Human factors also posed barriers. Some staff were initially resistant to change, while health attendants, often overworked, struggled to keep up with new expectations. However, regular mentoring, daily reminders, and practical demonstrations gradually built acceptance. “It was not easy to get everyone on board,” Barakat admits. “But now, we are working as a team.”
The qualitative impact is increasingly visible. Cleaners now pause to wash their hands after every task. Nurses now refuse to compromise on proper glove use, even during peak hours. Teams now hold brief discussions to reinforce IPC practices. The culture is shifting, from reactive care to proactive prevention.
“Infection prevention starts with us,” Munirat says. “If we don’t do it right, patients can leave worse than they came.”
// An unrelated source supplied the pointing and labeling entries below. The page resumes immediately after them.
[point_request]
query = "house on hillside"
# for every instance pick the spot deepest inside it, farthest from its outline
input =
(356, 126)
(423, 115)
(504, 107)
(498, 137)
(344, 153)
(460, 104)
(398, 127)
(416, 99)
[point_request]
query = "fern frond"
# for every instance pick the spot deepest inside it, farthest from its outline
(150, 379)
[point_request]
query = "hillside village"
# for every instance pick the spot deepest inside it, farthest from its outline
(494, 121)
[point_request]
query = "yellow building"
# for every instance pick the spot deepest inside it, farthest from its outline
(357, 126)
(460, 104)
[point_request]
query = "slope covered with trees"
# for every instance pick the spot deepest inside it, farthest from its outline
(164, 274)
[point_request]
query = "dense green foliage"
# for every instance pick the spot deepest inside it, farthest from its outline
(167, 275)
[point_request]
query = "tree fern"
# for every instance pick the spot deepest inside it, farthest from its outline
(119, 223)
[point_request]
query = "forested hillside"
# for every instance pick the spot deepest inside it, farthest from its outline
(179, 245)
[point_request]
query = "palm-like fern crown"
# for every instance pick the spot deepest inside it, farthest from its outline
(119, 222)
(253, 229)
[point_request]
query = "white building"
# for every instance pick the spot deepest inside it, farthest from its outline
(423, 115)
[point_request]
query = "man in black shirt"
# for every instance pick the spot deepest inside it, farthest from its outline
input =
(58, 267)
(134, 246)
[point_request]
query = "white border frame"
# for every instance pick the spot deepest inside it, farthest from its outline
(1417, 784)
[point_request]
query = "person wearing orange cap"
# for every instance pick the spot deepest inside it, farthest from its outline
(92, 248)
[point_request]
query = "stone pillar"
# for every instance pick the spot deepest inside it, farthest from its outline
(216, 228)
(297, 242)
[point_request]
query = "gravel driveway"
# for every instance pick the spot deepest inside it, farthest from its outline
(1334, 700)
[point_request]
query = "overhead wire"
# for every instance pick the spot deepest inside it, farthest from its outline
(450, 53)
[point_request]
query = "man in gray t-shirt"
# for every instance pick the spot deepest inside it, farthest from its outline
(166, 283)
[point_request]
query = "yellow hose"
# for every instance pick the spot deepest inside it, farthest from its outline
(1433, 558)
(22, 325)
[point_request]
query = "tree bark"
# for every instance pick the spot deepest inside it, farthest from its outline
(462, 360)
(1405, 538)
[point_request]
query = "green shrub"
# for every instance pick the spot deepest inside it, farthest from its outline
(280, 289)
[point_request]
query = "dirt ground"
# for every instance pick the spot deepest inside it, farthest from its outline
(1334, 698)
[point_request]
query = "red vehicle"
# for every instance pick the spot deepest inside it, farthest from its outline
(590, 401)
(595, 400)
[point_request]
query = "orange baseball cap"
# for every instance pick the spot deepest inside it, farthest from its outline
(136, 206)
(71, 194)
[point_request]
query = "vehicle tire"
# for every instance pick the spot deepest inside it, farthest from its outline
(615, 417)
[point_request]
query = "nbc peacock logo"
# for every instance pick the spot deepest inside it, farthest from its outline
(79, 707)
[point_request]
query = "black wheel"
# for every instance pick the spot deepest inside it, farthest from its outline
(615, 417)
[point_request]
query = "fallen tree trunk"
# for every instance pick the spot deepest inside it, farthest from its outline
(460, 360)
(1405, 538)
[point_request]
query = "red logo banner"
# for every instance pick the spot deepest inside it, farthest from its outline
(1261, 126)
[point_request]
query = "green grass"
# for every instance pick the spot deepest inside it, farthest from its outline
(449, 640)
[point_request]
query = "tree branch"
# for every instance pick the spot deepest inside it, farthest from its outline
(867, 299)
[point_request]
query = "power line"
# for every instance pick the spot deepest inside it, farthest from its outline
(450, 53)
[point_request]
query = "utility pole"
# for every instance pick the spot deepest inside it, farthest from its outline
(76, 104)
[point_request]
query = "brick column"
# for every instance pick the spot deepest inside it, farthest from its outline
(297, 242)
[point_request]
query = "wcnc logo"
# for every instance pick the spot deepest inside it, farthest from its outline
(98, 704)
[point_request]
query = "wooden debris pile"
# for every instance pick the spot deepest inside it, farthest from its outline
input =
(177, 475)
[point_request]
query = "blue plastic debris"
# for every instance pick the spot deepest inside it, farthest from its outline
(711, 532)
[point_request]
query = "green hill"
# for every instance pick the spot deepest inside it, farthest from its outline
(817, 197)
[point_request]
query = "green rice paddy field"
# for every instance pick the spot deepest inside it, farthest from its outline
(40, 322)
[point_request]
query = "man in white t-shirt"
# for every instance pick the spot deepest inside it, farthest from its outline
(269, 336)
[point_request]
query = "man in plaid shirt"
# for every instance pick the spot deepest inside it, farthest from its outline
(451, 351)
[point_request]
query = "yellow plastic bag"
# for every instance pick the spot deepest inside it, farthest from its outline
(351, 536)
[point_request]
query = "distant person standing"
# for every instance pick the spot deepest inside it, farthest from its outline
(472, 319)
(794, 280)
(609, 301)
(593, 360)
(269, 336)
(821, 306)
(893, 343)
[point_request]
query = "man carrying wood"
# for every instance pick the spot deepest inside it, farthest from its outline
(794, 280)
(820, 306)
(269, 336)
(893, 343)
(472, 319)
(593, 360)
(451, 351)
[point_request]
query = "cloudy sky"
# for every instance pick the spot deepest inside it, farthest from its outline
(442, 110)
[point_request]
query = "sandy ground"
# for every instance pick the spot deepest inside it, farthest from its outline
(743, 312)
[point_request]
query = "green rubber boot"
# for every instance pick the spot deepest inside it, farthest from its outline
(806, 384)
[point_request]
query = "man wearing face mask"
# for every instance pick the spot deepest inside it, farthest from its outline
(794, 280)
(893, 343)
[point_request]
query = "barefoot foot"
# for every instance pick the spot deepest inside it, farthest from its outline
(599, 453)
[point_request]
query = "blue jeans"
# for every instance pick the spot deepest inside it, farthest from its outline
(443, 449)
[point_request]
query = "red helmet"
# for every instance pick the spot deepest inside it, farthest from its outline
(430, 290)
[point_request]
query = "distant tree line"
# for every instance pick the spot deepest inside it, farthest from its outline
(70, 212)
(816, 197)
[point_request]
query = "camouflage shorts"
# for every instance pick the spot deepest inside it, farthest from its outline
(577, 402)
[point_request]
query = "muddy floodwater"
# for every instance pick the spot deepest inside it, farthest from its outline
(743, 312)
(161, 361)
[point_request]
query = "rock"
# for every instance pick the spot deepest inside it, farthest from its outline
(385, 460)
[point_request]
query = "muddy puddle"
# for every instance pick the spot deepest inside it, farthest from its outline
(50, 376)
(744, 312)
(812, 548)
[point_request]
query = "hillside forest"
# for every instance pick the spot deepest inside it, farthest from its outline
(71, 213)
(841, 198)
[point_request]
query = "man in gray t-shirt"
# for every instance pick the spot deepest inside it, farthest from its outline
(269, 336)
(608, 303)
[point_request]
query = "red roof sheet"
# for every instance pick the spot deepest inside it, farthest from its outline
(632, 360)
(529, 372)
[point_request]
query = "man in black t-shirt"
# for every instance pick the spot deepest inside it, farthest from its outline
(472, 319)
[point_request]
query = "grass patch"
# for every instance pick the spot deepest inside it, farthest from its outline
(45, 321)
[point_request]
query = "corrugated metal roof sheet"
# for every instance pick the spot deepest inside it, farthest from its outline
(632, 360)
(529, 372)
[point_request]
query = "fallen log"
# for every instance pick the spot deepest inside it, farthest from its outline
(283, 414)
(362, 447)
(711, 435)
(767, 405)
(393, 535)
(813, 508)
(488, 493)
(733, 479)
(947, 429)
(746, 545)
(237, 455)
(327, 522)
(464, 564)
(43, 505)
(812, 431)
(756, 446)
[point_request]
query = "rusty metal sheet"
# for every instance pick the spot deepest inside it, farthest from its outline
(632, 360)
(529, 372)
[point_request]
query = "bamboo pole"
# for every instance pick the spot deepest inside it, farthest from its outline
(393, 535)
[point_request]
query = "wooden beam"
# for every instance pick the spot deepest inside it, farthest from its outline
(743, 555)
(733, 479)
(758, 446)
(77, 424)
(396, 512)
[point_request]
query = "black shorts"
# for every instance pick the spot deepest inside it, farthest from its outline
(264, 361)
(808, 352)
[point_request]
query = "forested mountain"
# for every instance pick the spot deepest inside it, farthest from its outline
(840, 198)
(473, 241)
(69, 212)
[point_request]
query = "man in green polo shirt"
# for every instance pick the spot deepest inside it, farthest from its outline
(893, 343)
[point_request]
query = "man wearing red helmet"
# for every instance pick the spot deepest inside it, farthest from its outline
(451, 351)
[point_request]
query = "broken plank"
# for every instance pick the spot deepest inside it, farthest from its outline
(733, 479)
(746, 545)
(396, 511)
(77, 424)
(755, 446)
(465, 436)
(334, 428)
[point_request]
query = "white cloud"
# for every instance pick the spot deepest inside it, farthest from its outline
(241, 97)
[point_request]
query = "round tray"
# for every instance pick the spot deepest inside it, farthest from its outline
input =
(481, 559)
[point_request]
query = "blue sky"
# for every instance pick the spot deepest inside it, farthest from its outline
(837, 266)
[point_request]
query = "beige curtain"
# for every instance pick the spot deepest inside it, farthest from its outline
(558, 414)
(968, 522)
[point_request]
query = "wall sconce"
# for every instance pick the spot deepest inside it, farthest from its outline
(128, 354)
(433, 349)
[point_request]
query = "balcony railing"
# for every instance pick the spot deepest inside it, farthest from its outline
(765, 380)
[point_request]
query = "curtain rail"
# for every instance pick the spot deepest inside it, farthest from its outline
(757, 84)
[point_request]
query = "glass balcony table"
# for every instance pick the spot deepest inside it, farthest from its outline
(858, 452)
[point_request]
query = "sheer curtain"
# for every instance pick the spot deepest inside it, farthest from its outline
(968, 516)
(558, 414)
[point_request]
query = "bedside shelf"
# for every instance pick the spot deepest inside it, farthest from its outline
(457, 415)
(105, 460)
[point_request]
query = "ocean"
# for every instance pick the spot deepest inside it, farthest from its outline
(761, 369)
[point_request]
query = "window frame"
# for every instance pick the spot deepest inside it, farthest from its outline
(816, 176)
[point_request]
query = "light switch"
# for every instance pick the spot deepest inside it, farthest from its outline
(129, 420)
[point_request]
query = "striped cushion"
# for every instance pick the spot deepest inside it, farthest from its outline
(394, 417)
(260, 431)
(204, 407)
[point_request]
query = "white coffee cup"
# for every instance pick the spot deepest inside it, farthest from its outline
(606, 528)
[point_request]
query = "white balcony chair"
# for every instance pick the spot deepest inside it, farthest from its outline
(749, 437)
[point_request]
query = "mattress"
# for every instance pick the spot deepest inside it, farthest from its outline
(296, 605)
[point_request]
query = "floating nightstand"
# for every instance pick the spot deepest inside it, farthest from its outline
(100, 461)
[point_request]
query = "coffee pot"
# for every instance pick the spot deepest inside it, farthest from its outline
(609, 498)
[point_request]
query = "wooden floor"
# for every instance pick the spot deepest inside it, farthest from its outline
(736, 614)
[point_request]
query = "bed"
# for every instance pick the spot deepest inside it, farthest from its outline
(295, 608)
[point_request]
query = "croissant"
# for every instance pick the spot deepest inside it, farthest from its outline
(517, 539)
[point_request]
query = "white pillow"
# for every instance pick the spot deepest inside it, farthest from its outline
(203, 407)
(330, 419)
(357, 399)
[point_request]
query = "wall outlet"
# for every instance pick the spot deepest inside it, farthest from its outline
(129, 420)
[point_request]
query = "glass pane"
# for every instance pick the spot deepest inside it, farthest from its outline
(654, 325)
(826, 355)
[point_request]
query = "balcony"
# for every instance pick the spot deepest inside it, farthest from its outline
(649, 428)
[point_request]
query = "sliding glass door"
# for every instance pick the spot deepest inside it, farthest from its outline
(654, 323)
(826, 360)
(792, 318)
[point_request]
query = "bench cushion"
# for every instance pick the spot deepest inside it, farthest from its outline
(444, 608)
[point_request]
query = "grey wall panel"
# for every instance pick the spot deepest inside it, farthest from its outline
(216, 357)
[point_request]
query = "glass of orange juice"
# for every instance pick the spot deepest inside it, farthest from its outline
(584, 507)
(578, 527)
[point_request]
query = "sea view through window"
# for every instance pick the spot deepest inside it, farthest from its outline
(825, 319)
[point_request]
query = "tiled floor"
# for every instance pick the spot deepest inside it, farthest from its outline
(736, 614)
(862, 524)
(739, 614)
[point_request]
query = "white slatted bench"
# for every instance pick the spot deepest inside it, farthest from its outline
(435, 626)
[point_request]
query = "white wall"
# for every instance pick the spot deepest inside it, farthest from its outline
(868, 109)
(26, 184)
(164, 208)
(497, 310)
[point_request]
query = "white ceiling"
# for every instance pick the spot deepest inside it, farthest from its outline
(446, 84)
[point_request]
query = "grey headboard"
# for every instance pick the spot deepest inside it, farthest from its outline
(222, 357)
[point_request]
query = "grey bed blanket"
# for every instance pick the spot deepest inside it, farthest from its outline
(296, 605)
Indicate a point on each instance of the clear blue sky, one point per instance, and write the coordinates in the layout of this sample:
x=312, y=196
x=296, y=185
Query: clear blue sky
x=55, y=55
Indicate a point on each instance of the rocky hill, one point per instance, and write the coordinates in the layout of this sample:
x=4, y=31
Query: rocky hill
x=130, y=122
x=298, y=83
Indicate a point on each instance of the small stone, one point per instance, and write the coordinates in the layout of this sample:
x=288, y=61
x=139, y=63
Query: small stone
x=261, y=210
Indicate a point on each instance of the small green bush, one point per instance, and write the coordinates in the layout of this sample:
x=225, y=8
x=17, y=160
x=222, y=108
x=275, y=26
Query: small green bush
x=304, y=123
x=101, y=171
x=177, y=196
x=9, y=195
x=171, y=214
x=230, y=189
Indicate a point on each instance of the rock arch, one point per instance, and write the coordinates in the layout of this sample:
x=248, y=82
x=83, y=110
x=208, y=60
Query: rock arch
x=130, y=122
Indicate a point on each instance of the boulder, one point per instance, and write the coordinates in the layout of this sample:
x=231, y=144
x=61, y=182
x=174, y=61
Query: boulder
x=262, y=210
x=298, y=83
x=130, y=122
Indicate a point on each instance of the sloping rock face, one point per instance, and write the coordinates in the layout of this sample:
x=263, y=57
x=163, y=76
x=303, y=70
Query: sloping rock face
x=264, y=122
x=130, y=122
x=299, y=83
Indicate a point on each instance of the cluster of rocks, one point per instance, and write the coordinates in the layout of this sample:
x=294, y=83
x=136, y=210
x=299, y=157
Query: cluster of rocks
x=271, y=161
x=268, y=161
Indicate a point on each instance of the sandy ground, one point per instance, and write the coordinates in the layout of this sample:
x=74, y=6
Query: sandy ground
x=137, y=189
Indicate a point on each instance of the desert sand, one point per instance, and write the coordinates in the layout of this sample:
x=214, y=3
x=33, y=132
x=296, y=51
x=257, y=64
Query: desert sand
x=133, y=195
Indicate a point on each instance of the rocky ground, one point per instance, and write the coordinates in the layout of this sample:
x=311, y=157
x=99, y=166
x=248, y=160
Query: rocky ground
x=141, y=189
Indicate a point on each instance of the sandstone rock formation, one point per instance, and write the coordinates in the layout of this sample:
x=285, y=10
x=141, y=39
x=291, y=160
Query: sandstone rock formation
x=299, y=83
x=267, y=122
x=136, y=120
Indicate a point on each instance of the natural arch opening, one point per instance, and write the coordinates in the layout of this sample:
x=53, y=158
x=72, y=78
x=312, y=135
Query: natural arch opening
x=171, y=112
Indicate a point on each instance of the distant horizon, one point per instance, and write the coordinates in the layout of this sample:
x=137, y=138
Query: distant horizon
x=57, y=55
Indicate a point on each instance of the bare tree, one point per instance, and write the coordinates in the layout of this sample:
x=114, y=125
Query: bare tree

Our efforts have also strengthened confidence and ownership among staff. IPC focal persons are not only implementing guidelines, they are tracking consumables, analysing gaps, and advocating for improvements.
Across the facilities, key lessons have emerged. Continuous mentorship is essential to sustaining behaviour change. Access to supplies must match training efforts. And most importantly, teamwork is critical. “IPC is not a one-person job,” Fatimoh reflects. “Everyone has a role to play.”
Committed to continual improvement, the Health Champions emphasize the need for ongoing training, a consistent supply of IPC materials, and stronger collaboration within their teams. Barakat adds, “The mentoring has shown us what is possible. Now, we want to keep improving.” Every cleaned surface, every properly discarded glove, and every washed hand is a step towards safer care for both patients and those who serve them.




Ongoing mentoring and supervisory visits across healthcare facilities in Ibeju-Lekki LGA, Lagos State.